There Is a Season (Columbia Legacy)
Reviewed by Jim Caligiuri, Fri., Oct. 20, 2006
There Is a Season (Columbia/Legacy)
In the pantheon of American rock bands, the Byrds remain near the top. Whether melding Dylan and the Beatles into folk-rock, studio excursions into psychedelia, or creating a vital touchstone in the birthing of country rock, the group's importance and the glory of their soaring harmonies and jingle-jangle guitars cannot be overstated. With 1990's self-titled 4-CD box set long out of print, Columbia Legacy has been releasing expanded versions of the Byrds' original albums, and as such, There Is a Season plays out like a culmination of the reissue campaign.
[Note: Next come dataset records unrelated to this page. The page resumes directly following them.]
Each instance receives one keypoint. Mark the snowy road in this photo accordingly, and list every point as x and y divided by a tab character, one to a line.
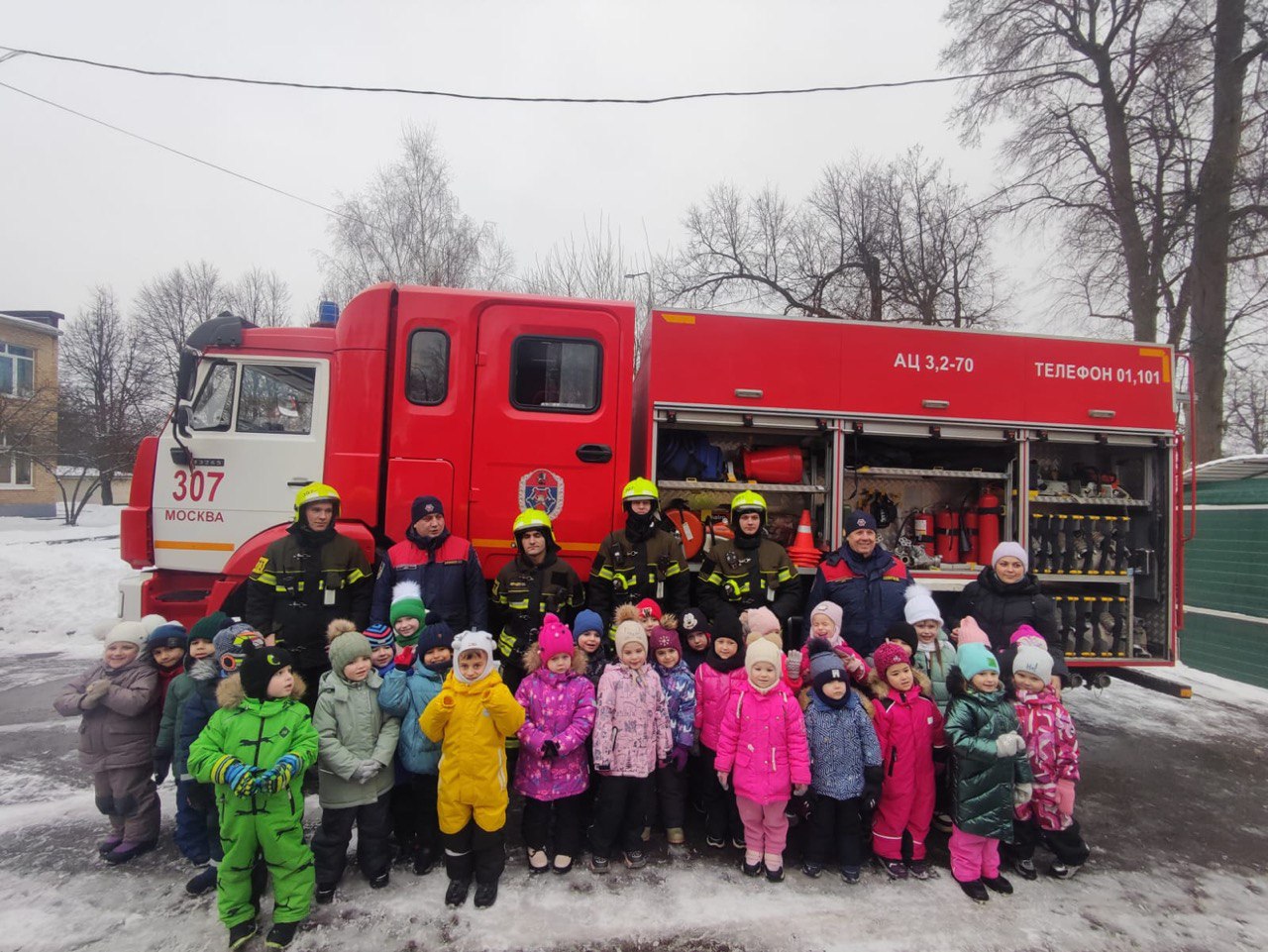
1172	801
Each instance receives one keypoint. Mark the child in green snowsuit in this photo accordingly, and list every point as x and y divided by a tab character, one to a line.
255	749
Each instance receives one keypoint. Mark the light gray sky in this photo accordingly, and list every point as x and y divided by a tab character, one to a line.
82	204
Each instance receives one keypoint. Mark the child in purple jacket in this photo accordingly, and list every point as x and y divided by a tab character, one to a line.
553	771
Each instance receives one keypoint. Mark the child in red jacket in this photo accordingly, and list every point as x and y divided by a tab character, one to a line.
909	729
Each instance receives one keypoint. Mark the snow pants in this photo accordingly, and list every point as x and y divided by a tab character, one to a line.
836	823
330	842
973	857
250	829
566	812
197	834
766	828
1067	844
620	811
903	810
130	801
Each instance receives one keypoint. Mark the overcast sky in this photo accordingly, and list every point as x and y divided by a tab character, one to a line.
84	205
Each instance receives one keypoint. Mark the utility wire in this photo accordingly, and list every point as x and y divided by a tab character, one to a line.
571	100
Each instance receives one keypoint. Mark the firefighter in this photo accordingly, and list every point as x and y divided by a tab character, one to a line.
537	581
750	571
642	561
304	581
445	568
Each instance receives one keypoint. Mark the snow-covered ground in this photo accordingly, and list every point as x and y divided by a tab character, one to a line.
1172	801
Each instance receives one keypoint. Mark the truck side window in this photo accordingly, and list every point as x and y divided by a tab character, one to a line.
428	379
276	399
213	406
556	374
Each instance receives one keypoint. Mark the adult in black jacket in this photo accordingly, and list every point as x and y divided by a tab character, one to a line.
306	580
1004	597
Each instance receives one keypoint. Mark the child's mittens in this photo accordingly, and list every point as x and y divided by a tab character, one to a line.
1065	796
679	757
1009	744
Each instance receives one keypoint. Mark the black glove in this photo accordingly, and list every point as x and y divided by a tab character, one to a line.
872	789
202	796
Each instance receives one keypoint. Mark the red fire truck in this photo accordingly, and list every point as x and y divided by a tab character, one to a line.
501	402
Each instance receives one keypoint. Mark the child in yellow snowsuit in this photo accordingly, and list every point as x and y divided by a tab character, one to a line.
471	719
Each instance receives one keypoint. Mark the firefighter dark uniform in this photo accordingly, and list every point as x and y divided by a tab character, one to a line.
748	571
524	592
642	561
304	581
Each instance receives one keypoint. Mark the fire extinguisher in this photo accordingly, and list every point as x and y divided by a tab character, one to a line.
990	512
946	526
922	530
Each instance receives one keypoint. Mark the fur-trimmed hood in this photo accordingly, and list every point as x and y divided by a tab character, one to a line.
230	693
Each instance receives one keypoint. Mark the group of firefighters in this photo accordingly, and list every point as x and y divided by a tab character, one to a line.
313	575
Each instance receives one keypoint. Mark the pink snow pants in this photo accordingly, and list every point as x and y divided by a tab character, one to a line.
973	857
766	828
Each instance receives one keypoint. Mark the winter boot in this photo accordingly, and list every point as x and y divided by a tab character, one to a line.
975	890
280	934
241	933
202	881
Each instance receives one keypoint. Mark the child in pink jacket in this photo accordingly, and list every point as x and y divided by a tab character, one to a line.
1053	748
762	743
632	739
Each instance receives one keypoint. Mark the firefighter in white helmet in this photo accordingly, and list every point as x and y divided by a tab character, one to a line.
750	571
537	581
641	561
306	580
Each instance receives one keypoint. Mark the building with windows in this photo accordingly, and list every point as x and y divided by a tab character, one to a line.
28	411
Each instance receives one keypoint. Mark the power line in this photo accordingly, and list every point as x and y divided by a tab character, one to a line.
570	100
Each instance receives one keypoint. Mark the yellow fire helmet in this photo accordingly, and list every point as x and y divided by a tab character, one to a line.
641	488
748	501
316	492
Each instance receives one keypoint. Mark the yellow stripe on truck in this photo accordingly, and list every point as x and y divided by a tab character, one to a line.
194	547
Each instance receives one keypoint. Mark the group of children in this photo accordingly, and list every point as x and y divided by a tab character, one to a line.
410	737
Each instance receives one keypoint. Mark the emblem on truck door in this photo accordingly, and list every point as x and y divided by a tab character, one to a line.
542	489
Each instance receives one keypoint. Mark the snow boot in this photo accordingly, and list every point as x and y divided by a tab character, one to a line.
975	890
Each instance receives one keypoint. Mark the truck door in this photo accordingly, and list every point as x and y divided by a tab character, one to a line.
257	432
548	395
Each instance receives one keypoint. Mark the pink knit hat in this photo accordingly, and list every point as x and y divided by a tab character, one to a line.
553	638
970	633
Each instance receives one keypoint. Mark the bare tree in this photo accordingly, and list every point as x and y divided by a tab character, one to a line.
261	297
872	241
171	306
108	385
1127	123
407	226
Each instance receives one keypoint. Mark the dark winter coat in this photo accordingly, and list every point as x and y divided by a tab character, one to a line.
521	596
119	729
734	579
869	590
982	781
628	571
842	744
1001	608
449	575
286	592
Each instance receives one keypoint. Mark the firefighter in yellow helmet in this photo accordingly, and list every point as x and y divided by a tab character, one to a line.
750	571
641	561
537	581
306	580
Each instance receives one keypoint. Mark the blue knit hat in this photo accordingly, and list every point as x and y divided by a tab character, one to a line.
974	660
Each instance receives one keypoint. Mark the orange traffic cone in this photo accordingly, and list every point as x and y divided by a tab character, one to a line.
802	552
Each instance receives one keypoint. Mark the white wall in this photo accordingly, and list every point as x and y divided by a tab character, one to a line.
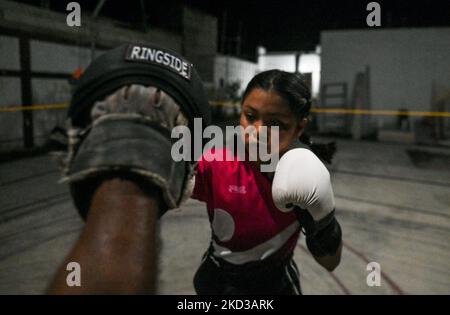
308	63
281	61
404	63
232	69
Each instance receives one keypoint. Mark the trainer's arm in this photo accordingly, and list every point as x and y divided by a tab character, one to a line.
117	250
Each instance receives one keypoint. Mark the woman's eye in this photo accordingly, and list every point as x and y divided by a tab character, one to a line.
249	117
276	123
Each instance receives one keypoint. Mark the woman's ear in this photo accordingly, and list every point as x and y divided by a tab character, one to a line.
302	124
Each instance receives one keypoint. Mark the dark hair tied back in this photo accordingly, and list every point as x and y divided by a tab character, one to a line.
293	88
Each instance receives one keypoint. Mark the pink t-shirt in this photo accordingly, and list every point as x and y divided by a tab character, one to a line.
246	225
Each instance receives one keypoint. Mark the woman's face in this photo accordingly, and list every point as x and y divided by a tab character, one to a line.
261	108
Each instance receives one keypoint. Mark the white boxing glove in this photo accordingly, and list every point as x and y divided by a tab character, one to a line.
302	180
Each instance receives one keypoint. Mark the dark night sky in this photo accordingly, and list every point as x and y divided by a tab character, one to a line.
277	25
296	25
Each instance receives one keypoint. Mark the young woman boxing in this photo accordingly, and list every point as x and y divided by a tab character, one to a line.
256	218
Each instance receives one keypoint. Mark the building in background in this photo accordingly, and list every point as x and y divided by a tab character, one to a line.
39	54
386	69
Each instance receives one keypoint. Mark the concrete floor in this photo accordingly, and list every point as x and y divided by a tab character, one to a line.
392	212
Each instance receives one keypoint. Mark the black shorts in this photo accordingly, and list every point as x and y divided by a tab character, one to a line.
219	278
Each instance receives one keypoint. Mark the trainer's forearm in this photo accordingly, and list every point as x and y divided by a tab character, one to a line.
117	248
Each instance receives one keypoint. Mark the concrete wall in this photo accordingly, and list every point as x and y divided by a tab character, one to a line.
200	42
308	62
56	48
404	64
282	61
231	69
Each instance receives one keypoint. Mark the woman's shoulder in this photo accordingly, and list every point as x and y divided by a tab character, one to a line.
220	158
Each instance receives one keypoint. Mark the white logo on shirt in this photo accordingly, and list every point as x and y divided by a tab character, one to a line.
237	189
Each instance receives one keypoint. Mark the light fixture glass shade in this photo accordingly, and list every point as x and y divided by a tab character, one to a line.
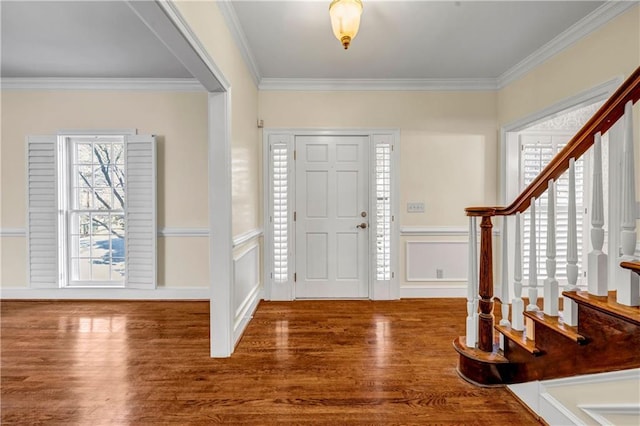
345	19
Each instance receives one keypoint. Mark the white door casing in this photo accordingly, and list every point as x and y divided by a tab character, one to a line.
332	217
280	183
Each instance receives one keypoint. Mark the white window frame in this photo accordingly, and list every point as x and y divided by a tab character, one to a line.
67	145
378	289
541	212
140	153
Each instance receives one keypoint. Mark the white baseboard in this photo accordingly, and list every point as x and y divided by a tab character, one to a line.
449	289
245	313
162	293
538	396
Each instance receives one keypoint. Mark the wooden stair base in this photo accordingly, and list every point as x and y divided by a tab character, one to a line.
606	338
519	338
479	367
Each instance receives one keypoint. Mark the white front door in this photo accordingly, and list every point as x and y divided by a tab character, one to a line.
332	217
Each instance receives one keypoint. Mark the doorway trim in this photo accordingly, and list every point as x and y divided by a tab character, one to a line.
285	137
167	23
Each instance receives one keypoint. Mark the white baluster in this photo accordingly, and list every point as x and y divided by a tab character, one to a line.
533	261
597	262
504	294
551	284
472	287
570	311
517	304
629	287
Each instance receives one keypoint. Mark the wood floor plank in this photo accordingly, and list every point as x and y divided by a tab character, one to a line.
303	362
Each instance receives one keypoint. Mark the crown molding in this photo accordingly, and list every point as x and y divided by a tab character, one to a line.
577	31
230	17
379	84
143	84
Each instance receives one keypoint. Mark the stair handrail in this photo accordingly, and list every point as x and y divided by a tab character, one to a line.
608	114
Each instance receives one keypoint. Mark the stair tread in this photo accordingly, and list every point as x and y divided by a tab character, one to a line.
519	338
607	304
494	357
556	323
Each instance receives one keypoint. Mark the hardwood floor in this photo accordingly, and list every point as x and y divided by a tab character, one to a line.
303	362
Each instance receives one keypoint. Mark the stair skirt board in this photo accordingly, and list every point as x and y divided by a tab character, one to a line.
584	399
606	339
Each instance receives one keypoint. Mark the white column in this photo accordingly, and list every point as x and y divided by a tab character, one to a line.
533	260
551	284
504	291
597	262
629	286
517	304
472	287
570	311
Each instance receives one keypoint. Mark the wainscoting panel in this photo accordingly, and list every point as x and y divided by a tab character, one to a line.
436	261
246	288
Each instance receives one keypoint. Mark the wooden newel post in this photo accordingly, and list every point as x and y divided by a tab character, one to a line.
485	304
485	318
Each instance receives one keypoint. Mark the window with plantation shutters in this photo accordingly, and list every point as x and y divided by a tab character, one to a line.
383	211
536	152
42	212
280	154
103	206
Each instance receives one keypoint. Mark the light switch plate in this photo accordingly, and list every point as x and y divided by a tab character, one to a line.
415	207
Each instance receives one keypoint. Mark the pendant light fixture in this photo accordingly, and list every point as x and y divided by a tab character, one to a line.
345	19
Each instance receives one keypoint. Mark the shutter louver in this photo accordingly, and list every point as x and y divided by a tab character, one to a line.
280	165
42	212
383	211
537	152
140	212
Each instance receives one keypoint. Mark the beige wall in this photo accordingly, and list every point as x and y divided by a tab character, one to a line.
611	51
180	122
448	144
208	24
448	147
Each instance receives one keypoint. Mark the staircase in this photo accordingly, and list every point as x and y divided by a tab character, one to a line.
577	332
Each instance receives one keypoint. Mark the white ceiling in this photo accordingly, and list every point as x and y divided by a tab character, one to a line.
403	39
293	39
81	39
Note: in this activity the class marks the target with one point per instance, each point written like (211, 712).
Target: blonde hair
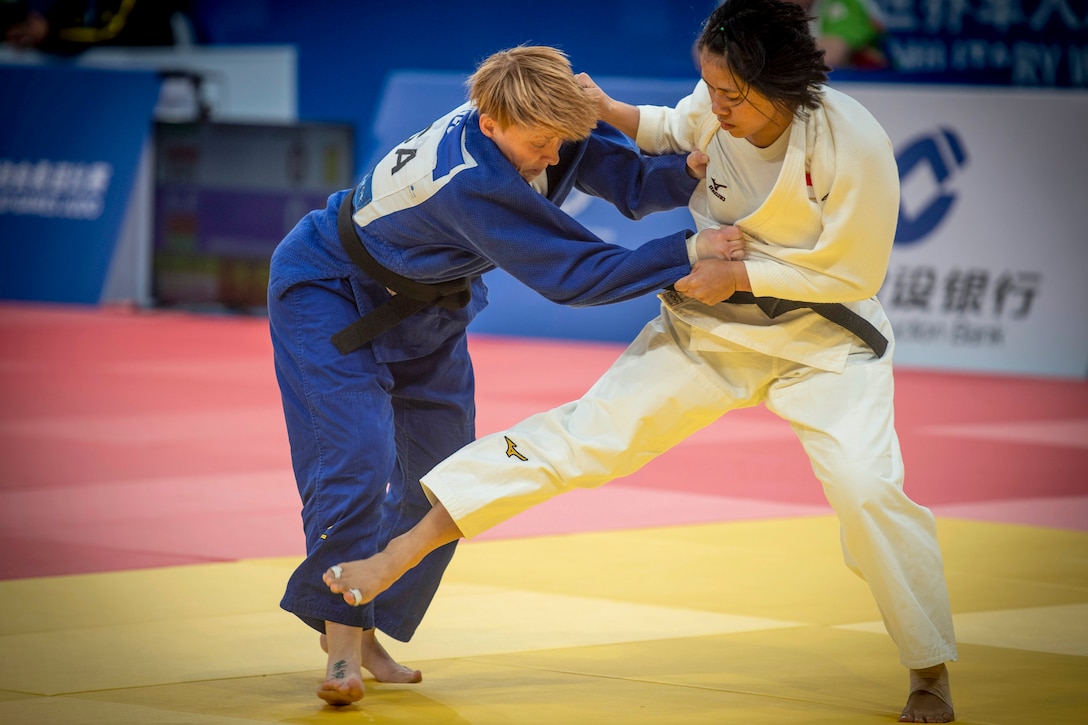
(533, 87)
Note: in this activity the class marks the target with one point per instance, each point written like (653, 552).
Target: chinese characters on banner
(1021, 42)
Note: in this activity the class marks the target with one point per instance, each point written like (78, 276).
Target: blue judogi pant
(363, 428)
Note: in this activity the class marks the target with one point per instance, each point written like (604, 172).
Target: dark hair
(767, 46)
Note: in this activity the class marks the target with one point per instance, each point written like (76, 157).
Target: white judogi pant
(660, 391)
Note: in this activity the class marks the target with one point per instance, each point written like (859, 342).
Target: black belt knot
(409, 297)
(837, 312)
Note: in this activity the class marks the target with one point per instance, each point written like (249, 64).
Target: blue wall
(347, 47)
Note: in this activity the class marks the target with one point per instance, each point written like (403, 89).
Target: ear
(489, 125)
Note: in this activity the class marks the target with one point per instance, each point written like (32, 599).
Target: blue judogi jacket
(446, 204)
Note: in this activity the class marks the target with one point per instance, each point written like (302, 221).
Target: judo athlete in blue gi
(369, 300)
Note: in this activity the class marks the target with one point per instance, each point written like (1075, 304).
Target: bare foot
(930, 699)
(373, 658)
(363, 579)
(381, 665)
(343, 684)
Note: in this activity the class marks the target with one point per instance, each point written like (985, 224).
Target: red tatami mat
(140, 439)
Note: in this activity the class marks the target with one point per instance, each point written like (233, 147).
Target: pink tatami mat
(143, 439)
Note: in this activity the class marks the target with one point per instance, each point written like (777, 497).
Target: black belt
(837, 312)
(410, 296)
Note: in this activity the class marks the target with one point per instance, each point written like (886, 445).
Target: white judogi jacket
(824, 234)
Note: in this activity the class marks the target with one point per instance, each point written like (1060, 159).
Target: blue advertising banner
(973, 284)
(1020, 42)
(70, 145)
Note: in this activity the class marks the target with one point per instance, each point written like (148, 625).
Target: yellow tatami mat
(756, 623)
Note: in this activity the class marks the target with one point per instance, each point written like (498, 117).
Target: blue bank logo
(927, 169)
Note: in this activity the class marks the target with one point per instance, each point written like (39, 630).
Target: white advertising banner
(990, 266)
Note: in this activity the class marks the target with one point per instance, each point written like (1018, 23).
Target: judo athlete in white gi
(369, 299)
(810, 177)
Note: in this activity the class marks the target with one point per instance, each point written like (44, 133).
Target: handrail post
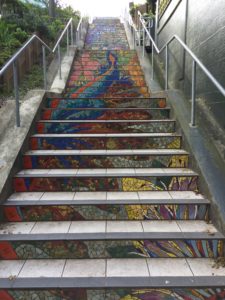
(59, 59)
(71, 33)
(143, 41)
(152, 62)
(166, 68)
(67, 40)
(193, 94)
(16, 90)
(44, 67)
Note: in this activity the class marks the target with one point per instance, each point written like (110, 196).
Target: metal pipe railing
(13, 61)
(196, 62)
(79, 30)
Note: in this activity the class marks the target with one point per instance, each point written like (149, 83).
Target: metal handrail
(195, 62)
(13, 61)
(79, 29)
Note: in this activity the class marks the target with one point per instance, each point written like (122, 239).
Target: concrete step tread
(108, 121)
(110, 152)
(107, 98)
(110, 135)
(112, 108)
(123, 269)
(77, 198)
(121, 229)
(114, 172)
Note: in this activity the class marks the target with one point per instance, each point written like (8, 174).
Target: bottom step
(132, 275)
(116, 294)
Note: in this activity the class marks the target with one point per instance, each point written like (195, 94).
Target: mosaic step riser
(122, 212)
(104, 103)
(90, 78)
(108, 67)
(106, 47)
(114, 294)
(119, 74)
(129, 93)
(101, 87)
(121, 56)
(91, 161)
(105, 114)
(83, 249)
(134, 81)
(102, 52)
(120, 61)
(107, 89)
(120, 127)
(106, 83)
(108, 143)
(84, 184)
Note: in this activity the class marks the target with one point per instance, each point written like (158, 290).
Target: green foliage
(21, 19)
(11, 37)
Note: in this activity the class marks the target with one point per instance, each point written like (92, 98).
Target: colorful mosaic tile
(108, 127)
(104, 103)
(91, 114)
(105, 212)
(159, 183)
(118, 161)
(109, 143)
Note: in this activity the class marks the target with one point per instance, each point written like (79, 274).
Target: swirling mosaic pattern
(79, 184)
(105, 212)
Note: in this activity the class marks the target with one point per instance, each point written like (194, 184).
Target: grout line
(21, 268)
(106, 267)
(69, 227)
(106, 226)
(33, 227)
(146, 261)
(189, 266)
(63, 269)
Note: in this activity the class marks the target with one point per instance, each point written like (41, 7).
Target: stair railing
(195, 62)
(79, 30)
(68, 31)
(135, 31)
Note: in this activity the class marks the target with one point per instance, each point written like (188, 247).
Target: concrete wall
(204, 32)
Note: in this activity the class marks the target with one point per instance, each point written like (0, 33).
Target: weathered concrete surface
(206, 158)
(58, 84)
(12, 137)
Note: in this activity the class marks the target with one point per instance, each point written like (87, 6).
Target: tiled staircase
(106, 206)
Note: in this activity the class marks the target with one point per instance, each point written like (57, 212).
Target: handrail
(195, 62)
(16, 55)
(79, 29)
(13, 61)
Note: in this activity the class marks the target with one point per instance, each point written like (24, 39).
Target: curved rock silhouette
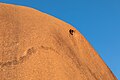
(37, 46)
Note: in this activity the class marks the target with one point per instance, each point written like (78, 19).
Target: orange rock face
(37, 46)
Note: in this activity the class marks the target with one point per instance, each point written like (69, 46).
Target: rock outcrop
(37, 46)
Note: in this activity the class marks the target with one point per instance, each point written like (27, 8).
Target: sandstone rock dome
(37, 46)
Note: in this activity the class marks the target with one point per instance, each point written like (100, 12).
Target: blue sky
(97, 20)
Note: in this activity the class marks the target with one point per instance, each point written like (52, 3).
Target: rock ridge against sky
(37, 46)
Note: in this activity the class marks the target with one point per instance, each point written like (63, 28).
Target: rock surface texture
(37, 46)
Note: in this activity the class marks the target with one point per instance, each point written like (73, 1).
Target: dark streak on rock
(29, 52)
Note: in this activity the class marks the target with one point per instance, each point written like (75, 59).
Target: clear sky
(97, 20)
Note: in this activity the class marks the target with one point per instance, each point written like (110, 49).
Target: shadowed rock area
(37, 46)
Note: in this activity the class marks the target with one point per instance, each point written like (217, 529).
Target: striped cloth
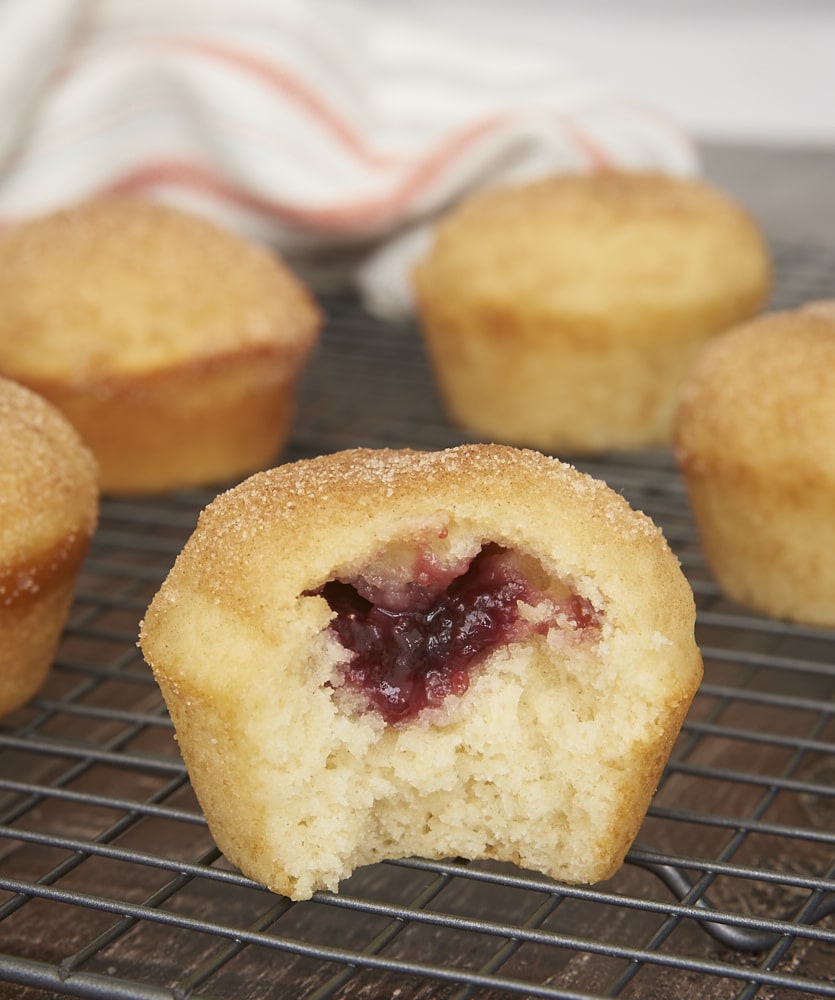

Season's quartet of discs improves the sound over the previous collection and also includes a bonus DVD of 10 previously unissued 1960s television (read lip-synched) performances. Sequenced chronologically, from their earliest recordings as Jet Set & the Beefeaters to a track cut specifically for the first box set, Season is hard to beat as a crash course for the novice; 99 tracks of prime Americana that has influenced everyone from Tom Petty to the Shins. Completists, meanwhile, will sniff at the meager five, previously unissued live performances. Those who have been following the reissue program might also be wary of reissued LP "bonus tracks" that are now a main part of the story. The booklet includes a generous booklet with a compelling summation of the Byrds' tale by Rolling Stone's David Fricke that includes interviews of Roger McGuinn and Chris Hillman but oddly not the other last live Byrd, David Crosby. A major omission is the lack of annotated session information. Since there were at least seven incarnations of the Byrds, a timeline/depth-chart would have made There Is a Season truly definitive.